For more complex data schemas (and when we extend to BSM Part II) whose messages require a varying octet size, we would need to ensure the buffers are sufficiently large for all message sizes.

7.3 Proof Robustness

By “proof robustness” we mean how much effort is required to verify another protocol or changes to the protocol. We hypothesize that for other protocols that use UPER and a similar set of ASN.1 constructs, the verification effort would be small. Most of our manual effort focused on the libHAAW libraries, which is independent of the particular ASN.1 protocol verified. That said, very large protocol specifications may require additional proof effort to make them compositional.

In future work, we plan to remove the need to generate overrides as a separate step (as described in Sect. 6.2) by modifying HAAW to generate overrides as it generates the C code.

8 Conclusion

Hopefully we have motivated the security threat to V2V and the need for eliminating vulnerabilities in ASN.1 code. We have presented a successful application of automated formal methods to real C code for a real-world application domain.

There are some lessons to be learned from this work:

  1. (1)

    Fully automated proofs of correctness properties are possible, but not trivial. The encoding of properties into C and SAWScript and getting the proofs to go through took one engineer approximately 3 months, this engineer had some experience with SAW; we were also able to get support and bug-fixes from the SAW developers. (It also helped that the code was bug-free so no “verification” time was spent on finding counter-examples and fixing code.)

  2. (2)

    The straightforward structure of the C used in the encode/decode routines made them more amenable to automated analysis (see Sect. 6). It certainly helped that the code verified was compiler-generated and was by design intended to be, to some degree, manifestly correct. The lesson is not “choose low-hanging fruit” but “look, low-hanging fruit in safety critical code” or possibly even “create low-hanging fruit!” (by using simpler C).

  3. (3)

    For non-trivial software, the likelihood of having a correct specification at hand, or having the resources to create it, is quite slim! For instance, to fully specify correct UPER encoding/decoding for arbitrary ASN.1 specifications would be a Herculean task. But in our case, we formulated two simple properties—Round-Trip and Rejection—and by proving them we have also shown memory safety and some strong (not complete, see Sect. 5) guarantees of functional correctness. This technique could be applied to any encode/decode pair.

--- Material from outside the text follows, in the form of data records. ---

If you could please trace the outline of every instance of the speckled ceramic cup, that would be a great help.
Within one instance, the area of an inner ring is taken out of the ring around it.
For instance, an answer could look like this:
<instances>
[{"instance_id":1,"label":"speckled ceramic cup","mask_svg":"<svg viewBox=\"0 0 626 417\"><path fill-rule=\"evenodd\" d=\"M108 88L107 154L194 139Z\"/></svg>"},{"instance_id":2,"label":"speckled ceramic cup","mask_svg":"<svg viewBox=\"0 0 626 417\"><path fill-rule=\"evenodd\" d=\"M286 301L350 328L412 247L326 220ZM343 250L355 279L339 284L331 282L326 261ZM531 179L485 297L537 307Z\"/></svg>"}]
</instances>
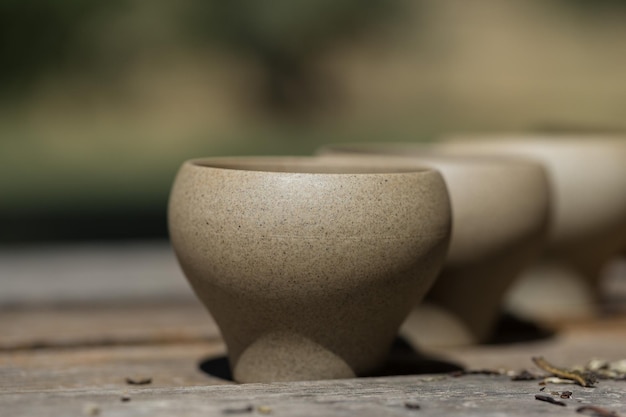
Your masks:
<instances>
[{"instance_id":1,"label":"speckled ceramic cup","mask_svg":"<svg viewBox=\"0 0 626 417\"><path fill-rule=\"evenodd\" d=\"M418 347L488 340L507 289L545 240L550 196L541 164L450 155L436 144L420 143L331 145L320 153L374 165L390 164L389 158L413 161L441 172L452 202L450 250L441 275L401 333Z\"/></svg>"},{"instance_id":2,"label":"speckled ceramic cup","mask_svg":"<svg viewBox=\"0 0 626 417\"><path fill-rule=\"evenodd\" d=\"M596 314L600 271L626 245L626 137L464 135L441 146L522 155L546 166L554 194L549 244L512 289L509 308L543 321Z\"/></svg>"},{"instance_id":3,"label":"speckled ceramic cup","mask_svg":"<svg viewBox=\"0 0 626 417\"><path fill-rule=\"evenodd\" d=\"M238 382L347 378L385 360L450 236L441 175L317 158L188 161L169 230Z\"/></svg>"}]
</instances>

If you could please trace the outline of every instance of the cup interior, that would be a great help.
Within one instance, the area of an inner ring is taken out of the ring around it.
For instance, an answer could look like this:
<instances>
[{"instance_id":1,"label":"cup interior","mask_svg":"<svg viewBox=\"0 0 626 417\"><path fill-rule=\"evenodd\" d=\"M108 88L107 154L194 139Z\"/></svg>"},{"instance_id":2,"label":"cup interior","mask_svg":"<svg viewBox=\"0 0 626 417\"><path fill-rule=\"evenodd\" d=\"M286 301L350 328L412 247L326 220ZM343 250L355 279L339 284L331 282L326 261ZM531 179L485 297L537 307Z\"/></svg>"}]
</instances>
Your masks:
<instances>
[{"instance_id":1,"label":"cup interior","mask_svg":"<svg viewBox=\"0 0 626 417\"><path fill-rule=\"evenodd\" d=\"M437 164L454 164L466 167L502 167L522 162L533 162L526 157L517 155L490 155L480 152L466 152L465 149L448 147L442 142L389 142L389 143L362 143L362 144L337 144L320 148L319 155L328 157L359 156L363 158L393 158L405 160L418 158L418 160Z\"/></svg>"},{"instance_id":2,"label":"cup interior","mask_svg":"<svg viewBox=\"0 0 626 417\"><path fill-rule=\"evenodd\" d=\"M191 161L194 166L256 172L299 174L399 174L426 172L429 168L402 161L365 161L316 157L237 157Z\"/></svg>"},{"instance_id":3,"label":"cup interior","mask_svg":"<svg viewBox=\"0 0 626 417\"><path fill-rule=\"evenodd\" d=\"M626 145L626 137L616 135L485 134L453 135L440 142L443 147L462 150L502 150L562 152L565 150L605 150Z\"/></svg>"}]
</instances>

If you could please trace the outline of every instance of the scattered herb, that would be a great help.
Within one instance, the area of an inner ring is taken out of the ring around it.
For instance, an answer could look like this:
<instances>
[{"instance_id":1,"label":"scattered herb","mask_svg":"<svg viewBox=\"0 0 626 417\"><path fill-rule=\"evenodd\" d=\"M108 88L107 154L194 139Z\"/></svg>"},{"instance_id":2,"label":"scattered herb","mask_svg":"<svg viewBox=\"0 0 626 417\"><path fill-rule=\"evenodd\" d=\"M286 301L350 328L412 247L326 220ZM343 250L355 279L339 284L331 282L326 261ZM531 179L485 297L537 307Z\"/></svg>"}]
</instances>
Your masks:
<instances>
[{"instance_id":1,"label":"scattered herb","mask_svg":"<svg viewBox=\"0 0 626 417\"><path fill-rule=\"evenodd\" d=\"M572 380L582 387L592 387L596 382L598 382L598 378L593 372L581 372L579 370L558 368L542 357L534 357L532 360L535 365L544 371L559 378Z\"/></svg>"},{"instance_id":2,"label":"scattered herb","mask_svg":"<svg viewBox=\"0 0 626 417\"><path fill-rule=\"evenodd\" d=\"M256 408L256 411L258 411L260 414L272 414L272 409L267 405L258 406Z\"/></svg>"},{"instance_id":3,"label":"scattered herb","mask_svg":"<svg viewBox=\"0 0 626 417\"><path fill-rule=\"evenodd\" d=\"M86 416L98 416L100 415L100 407L98 404L87 403L83 406L83 414Z\"/></svg>"},{"instance_id":4,"label":"scattered herb","mask_svg":"<svg viewBox=\"0 0 626 417\"><path fill-rule=\"evenodd\" d=\"M559 378L558 376L548 376L539 383L539 385L546 384L577 384L577 382L573 379L563 379Z\"/></svg>"},{"instance_id":5,"label":"scattered herb","mask_svg":"<svg viewBox=\"0 0 626 417\"><path fill-rule=\"evenodd\" d=\"M502 375L502 371L496 369L468 369L468 370L460 370L453 371L449 374L451 377L460 377L463 375Z\"/></svg>"},{"instance_id":6,"label":"scattered herb","mask_svg":"<svg viewBox=\"0 0 626 417\"><path fill-rule=\"evenodd\" d=\"M626 380L626 359L609 362L592 359L585 365L585 370L595 373L599 379Z\"/></svg>"},{"instance_id":7,"label":"scattered herb","mask_svg":"<svg viewBox=\"0 0 626 417\"><path fill-rule=\"evenodd\" d=\"M582 407L578 407L576 412L594 417L619 417L615 411L596 407L595 405L583 405Z\"/></svg>"},{"instance_id":8,"label":"scattered herb","mask_svg":"<svg viewBox=\"0 0 626 417\"><path fill-rule=\"evenodd\" d=\"M120 401L123 402L123 403L127 403L127 402L130 401L130 397L128 395L122 395L120 397Z\"/></svg>"},{"instance_id":9,"label":"scattered herb","mask_svg":"<svg viewBox=\"0 0 626 417\"><path fill-rule=\"evenodd\" d=\"M422 406L414 401L407 401L404 403L404 408L407 408L409 410L419 410L422 408Z\"/></svg>"},{"instance_id":10,"label":"scattered herb","mask_svg":"<svg viewBox=\"0 0 626 417\"><path fill-rule=\"evenodd\" d=\"M436 375L436 376L426 376L426 377L422 377L420 378L420 381L424 381L424 382L436 382L436 381L443 381L447 378L446 375Z\"/></svg>"},{"instance_id":11,"label":"scattered herb","mask_svg":"<svg viewBox=\"0 0 626 417\"><path fill-rule=\"evenodd\" d=\"M251 413L254 410L254 407L248 405L242 408L225 408L222 410L222 414L246 414Z\"/></svg>"},{"instance_id":12,"label":"scattered herb","mask_svg":"<svg viewBox=\"0 0 626 417\"><path fill-rule=\"evenodd\" d=\"M526 369L524 369L522 372L513 375L511 377L511 381L534 381L535 379L538 379L538 378L539 377L537 375L532 374Z\"/></svg>"},{"instance_id":13,"label":"scattered herb","mask_svg":"<svg viewBox=\"0 0 626 417\"><path fill-rule=\"evenodd\" d=\"M126 383L128 385L148 385L148 384L152 384L152 378L148 377L148 378L135 379L135 378L126 377Z\"/></svg>"},{"instance_id":14,"label":"scattered herb","mask_svg":"<svg viewBox=\"0 0 626 417\"><path fill-rule=\"evenodd\" d=\"M564 398L564 399L568 400L568 399L572 398L572 394L573 394L572 391L563 391L561 393L561 398Z\"/></svg>"},{"instance_id":15,"label":"scattered herb","mask_svg":"<svg viewBox=\"0 0 626 417\"><path fill-rule=\"evenodd\" d=\"M553 397L550 397L549 395L539 395L539 394L537 394L537 395L535 395L535 400L545 401L547 403L554 404L554 405L560 405L562 407L565 407L567 405L563 401L555 400Z\"/></svg>"}]
</instances>

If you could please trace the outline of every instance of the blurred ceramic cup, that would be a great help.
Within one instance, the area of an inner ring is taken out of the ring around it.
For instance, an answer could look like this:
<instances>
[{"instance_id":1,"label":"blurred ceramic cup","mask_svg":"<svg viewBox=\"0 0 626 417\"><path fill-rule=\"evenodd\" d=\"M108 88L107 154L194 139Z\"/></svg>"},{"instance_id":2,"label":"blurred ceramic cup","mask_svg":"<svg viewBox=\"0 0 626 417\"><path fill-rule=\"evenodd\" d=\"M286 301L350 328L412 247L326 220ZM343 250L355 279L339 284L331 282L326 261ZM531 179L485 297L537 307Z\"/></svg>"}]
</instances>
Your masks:
<instances>
[{"instance_id":1,"label":"blurred ceramic cup","mask_svg":"<svg viewBox=\"0 0 626 417\"><path fill-rule=\"evenodd\" d=\"M542 165L459 157L419 143L331 145L319 153L372 164L410 160L441 172L452 203L450 249L443 271L401 333L416 347L487 341L507 289L543 247L550 195Z\"/></svg>"},{"instance_id":2,"label":"blurred ceramic cup","mask_svg":"<svg viewBox=\"0 0 626 417\"><path fill-rule=\"evenodd\" d=\"M376 370L443 265L451 228L435 170L313 157L185 162L168 216L238 382Z\"/></svg>"},{"instance_id":3,"label":"blurred ceramic cup","mask_svg":"<svg viewBox=\"0 0 626 417\"><path fill-rule=\"evenodd\" d=\"M521 155L546 166L554 194L549 243L541 262L511 290L508 307L543 321L595 315L601 270L626 246L626 137L457 136L441 146Z\"/></svg>"}]
</instances>

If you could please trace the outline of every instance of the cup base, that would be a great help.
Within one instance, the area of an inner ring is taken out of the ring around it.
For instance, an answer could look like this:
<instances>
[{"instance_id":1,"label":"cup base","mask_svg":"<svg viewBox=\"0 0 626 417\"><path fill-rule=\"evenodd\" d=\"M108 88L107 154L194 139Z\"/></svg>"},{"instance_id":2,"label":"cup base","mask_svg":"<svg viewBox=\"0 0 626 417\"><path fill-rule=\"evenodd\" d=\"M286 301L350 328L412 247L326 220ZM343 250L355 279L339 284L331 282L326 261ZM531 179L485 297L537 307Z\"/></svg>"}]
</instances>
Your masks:
<instances>
[{"instance_id":1,"label":"cup base","mask_svg":"<svg viewBox=\"0 0 626 417\"><path fill-rule=\"evenodd\" d=\"M429 302L413 308L400 327L400 335L416 349L466 346L477 342L454 314Z\"/></svg>"},{"instance_id":2,"label":"cup base","mask_svg":"<svg viewBox=\"0 0 626 417\"><path fill-rule=\"evenodd\" d=\"M564 263L541 263L515 282L506 297L506 309L536 322L593 318L598 315L598 305L592 282Z\"/></svg>"},{"instance_id":3,"label":"cup base","mask_svg":"<svg viewBox=\"0 0 626 417\"><path fill-rule=\"evenodd\" d=\"M302 335L267 333L233 365L240 383L354 378L355 372L337 354Z\"/></svg>"}]
</instances>

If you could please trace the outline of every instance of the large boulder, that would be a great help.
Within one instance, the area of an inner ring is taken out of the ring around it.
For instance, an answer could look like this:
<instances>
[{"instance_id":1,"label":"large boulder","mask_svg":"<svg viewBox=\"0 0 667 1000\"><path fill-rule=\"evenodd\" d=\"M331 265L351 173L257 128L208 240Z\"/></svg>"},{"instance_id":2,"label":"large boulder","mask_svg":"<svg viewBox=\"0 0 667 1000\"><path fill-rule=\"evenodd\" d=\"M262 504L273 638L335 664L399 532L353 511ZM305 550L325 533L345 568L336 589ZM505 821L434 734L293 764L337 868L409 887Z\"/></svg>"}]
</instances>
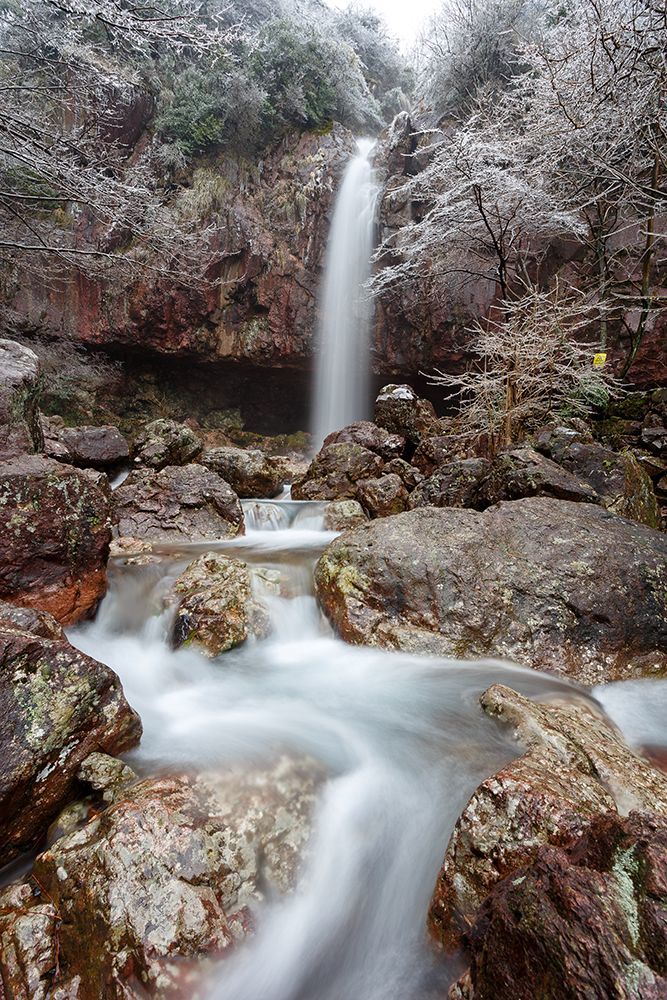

There are many ways we hope to extend this work:

  1. (1)

    We plan to extend our verification to the full BSM. This now gets us to more challenging ASN.1 constructs (e.g., CHOICE) that involve a more complicated control-flow in the encoders/decoders. We do not expect a proof to be found automatically, but our plan is to generate lemmas with the generated C code that will allow proofs to go through automatically.

  2. (2)

    Once we can automatically verify the full BSM, we expect to be able to perform a similar fully-automatic verification on many ASN.1 specifications (most do not use the full power of ASN.1). We would like to explore what properties of a given ASN.1 specification might guarantee the ability to perform such a fully-automatic verification.

  3. (3)

    By necessity, parts of our SAWScript and the verification properties have a dependence on the particular API of the HAAW compiler (how abstract values are encoded, details of the encoding/decoding functions, memory-management design choices, etc.). Currently the authors are working on generalizing this so that one can abstract over ASN.1-tool-specific API issues. The goal is to be able to extend our results to other encode/decode pairs (generated by hand or by other ASN.1 compilers).

  4. (4)

    Note that the self-consistency property is generic (and has no reference to ASN.1). As a result, we believe our work can be extended to encode/decode pairs on non-ASN.1 data.